The year-to-date average of 3.3% fell within the government’s target range for 2012 and the BSP’s monthly forecast of 2.7-3.6%. According to the BSP, lower February 2012 inflation was due mainly to slower increases in the prices of key food items. Meanwhile, the higher inflation seen in electricity, gas and other fuels as well as higher charges for electricity rates caused a slight increase when it came to overall non-food inflation.
“Over the policy horizon, we expect inflation to be below the mid-point of our target range of 3-5%,” Tetangco said on the back of the news. “We will continue to monitor developments, particularly in the Middle East and North Africa and their impact on volatilities in international prices, to see if there is any need to adjust our policy stance.”
THE FOREIGN ELEMENT: Policy makers do indeed have reasons to closely follow events in the Middle East, especially over developments in tensions with Iran due its nuclear programme, as the Philippines imports almost all of its crude oil needs; a further rise in crude prices would cause increases in power and transport costs, undercutting local purchasing power. Coupled with subdued external demand, this will undoubtedly play a role in future monetary policy decisions going forward.
Indeed, the continued weakness in the Philippines’ exports was a key reason for the interest rate cuts in both January and March. According to the National Statistics Office, the Philippines’ exports slid by 6.9% in 2011 compared with a government estimate of 5% growth and the BSP’s forecast of a 1% decrease.
This was mostly due to slackening demand for the country’s electronics and semiconductor products. The Semiconductors and Electronics Industries in the Philippines, a trade group of foreign and local semiconductor and electronics companies, announced an over 20% decrease in the exports of electronics for 2011 due in part to a sluggish global economy.
FUTURE PROSPECTS: Monetary authorities are clearly on the side of boosting economic growth and domestic output in 2012 after the economy grew by a slower 3.7% in 2011, down from 7.6% the previous year. In its overall assessment in January 2012, the Monetary Board noted that inflation pressures were likely to remain subdued given increasingly weaker global conditions.

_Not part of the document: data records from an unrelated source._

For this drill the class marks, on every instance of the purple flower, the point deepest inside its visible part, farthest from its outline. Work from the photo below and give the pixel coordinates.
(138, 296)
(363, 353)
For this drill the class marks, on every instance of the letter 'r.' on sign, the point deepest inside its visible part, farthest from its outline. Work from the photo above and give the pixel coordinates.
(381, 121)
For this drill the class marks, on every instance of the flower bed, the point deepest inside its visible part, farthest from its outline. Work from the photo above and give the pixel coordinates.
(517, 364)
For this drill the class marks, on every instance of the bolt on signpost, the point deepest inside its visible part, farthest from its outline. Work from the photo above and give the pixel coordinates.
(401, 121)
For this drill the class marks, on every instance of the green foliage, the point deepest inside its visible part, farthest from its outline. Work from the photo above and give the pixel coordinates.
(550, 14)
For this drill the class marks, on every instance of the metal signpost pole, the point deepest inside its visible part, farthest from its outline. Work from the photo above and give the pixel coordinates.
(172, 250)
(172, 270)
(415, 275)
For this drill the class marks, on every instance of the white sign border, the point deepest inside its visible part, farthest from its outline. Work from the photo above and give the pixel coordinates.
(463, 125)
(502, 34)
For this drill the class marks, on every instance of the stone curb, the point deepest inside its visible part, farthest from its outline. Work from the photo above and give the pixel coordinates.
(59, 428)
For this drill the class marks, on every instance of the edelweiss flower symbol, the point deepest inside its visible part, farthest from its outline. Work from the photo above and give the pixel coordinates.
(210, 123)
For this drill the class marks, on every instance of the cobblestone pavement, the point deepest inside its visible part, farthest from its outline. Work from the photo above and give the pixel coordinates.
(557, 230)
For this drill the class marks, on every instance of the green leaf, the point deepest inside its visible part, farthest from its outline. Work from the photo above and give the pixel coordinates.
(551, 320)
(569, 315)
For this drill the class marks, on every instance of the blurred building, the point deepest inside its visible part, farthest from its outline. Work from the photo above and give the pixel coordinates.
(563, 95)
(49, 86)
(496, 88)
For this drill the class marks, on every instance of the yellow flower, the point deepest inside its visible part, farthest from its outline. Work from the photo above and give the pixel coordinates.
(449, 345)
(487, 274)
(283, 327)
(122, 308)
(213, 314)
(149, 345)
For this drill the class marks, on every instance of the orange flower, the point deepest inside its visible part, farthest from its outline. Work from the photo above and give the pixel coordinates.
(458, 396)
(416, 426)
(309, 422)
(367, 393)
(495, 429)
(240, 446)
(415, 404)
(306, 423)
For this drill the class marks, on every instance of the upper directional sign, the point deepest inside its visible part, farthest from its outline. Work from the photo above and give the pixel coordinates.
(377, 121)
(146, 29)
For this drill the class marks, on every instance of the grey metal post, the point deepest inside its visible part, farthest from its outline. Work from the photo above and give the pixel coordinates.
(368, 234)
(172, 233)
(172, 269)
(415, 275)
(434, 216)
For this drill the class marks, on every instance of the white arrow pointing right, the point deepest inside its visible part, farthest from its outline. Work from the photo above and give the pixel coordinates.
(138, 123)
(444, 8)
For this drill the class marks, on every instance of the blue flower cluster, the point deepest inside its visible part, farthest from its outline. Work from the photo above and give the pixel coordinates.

The US has begun to show signs of a more solid recovery. However, the euro area economy is growing notably weaker amid continued uncertainties on how the bloc’s debt crisis will be resolved. Nevertheless, upside risks to the inflation outlook remain, with the main risks associated with sustained heavy capital inflows and the consequent rapid growth in domestic liquidity. Due to potential spikes in global oil prices as a result of renewed geopolitical tensions taking place in the Middle East and North Africa, regulators are keeping a close eye on the region as well.